Represi = sampah (?!?!)


Suatu ketika salah satu dosen teori English Literature bercerita tentang jaman post-colonial dan oppressed people. Cerita tentang orang-orang Black America. Dan ternyata lebih jauh lagi menyinggung soal gender dan orientasi seksual yang berbeda.

Ada satu hal yang menarik dari paparan sekian jamnya, represi, tekanan.

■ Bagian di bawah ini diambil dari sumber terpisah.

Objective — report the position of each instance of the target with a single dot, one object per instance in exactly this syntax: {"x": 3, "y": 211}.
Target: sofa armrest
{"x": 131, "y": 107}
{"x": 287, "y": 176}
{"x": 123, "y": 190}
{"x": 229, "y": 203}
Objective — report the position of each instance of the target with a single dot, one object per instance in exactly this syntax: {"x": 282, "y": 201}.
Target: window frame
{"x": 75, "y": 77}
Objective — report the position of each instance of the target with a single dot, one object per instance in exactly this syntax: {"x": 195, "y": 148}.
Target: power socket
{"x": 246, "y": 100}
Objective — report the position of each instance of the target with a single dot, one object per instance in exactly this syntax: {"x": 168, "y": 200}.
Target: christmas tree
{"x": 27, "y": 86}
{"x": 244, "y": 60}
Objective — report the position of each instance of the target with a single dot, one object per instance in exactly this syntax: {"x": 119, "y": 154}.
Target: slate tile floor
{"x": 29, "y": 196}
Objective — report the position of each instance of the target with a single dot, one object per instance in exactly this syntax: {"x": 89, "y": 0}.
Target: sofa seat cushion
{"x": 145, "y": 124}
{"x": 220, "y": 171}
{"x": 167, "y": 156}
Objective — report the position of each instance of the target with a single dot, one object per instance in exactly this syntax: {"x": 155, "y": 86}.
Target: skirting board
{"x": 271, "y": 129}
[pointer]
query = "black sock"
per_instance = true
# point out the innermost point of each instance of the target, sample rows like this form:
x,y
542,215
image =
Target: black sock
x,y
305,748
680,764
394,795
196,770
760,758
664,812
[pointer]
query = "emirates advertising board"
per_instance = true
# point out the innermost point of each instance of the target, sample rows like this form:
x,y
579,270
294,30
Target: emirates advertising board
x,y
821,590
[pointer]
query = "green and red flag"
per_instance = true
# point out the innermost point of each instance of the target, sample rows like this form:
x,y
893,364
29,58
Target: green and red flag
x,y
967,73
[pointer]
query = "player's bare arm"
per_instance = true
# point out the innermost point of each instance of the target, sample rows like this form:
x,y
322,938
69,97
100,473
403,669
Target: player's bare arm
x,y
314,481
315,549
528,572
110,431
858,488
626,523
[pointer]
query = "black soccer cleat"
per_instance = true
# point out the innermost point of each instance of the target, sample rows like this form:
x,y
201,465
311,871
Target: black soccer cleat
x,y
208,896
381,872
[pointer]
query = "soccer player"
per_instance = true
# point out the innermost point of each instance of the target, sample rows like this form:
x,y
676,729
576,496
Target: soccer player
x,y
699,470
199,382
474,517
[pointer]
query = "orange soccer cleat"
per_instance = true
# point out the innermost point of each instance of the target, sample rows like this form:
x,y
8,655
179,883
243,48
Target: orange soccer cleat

Lebih jauh soal psikoanalisis pastinya hanya Freud yang paham sempurna, namun soal apa yang terepresi di masing-masing unconsiousness adalah subjektif. Namun dalam hal ini saya tidak akan menyinggung terlalu dalam tentang Freud, karena sejujurnya dalam beberapa hal saya bersebrangan dengannya :)

Ada pepatah yang mengatakan, Dalamnya laut bisa diukur, tapi dalam hati siapa yang tahu… pernyataan tersebut mungkin dapat menjadi dekonstrukif jika kita beranggapan kita telah memahami orang lain. Silakan jika tidak bersepakat, karena sesungguhnya hanya keegoisan kitalah yang membentuk persepsi dan batasan 'pengertian' terhadap orang lain.

Pernahkah terpikir, bahwa setiap detikan waktu yang berlalu, kita dengan tanpa sadar telah menimbun”sampah” dalam otak kita yang sebenarnya “terbatas”. Dan pernahkah terbayang berapa “byte” sampah2 yang tertimbun jika ternyata substansinya tak bisa di-recycle? Busuk pastinya.

Lantas apa yang seharusnya kita lakukan agar tidak menjadi gerobag sampah berjalan?

Logikanya, jika tidak ingin menimbun sampah, ya jangan memproduksi sampah, tapi mungkinkah kita tidak menyampah? Intinya mengurangi pemakaian benda2 yang cenderung mengakibatkan penyampahan, mengurangi ekspektasi yang berlebih, mengurangi tuntutan terhadap hidup, balajar untuk lebih berhening. Yang pada akhirnya recycle adalah cara paling efektif pemanfaatan sampah yang tertimbun. Berpikir positif dan menjadi diri sendiri. Konkritnya adalah dengan menerima apa adanya dan memaafkan. Alangkah indahnya jika ruang dan bilik dalam otak kita dimanfaatkan untuk menyimpan kenangan yang membahagiakan bukan penyakit yang menggerogoti dengan licik. Congrats for being sober!!!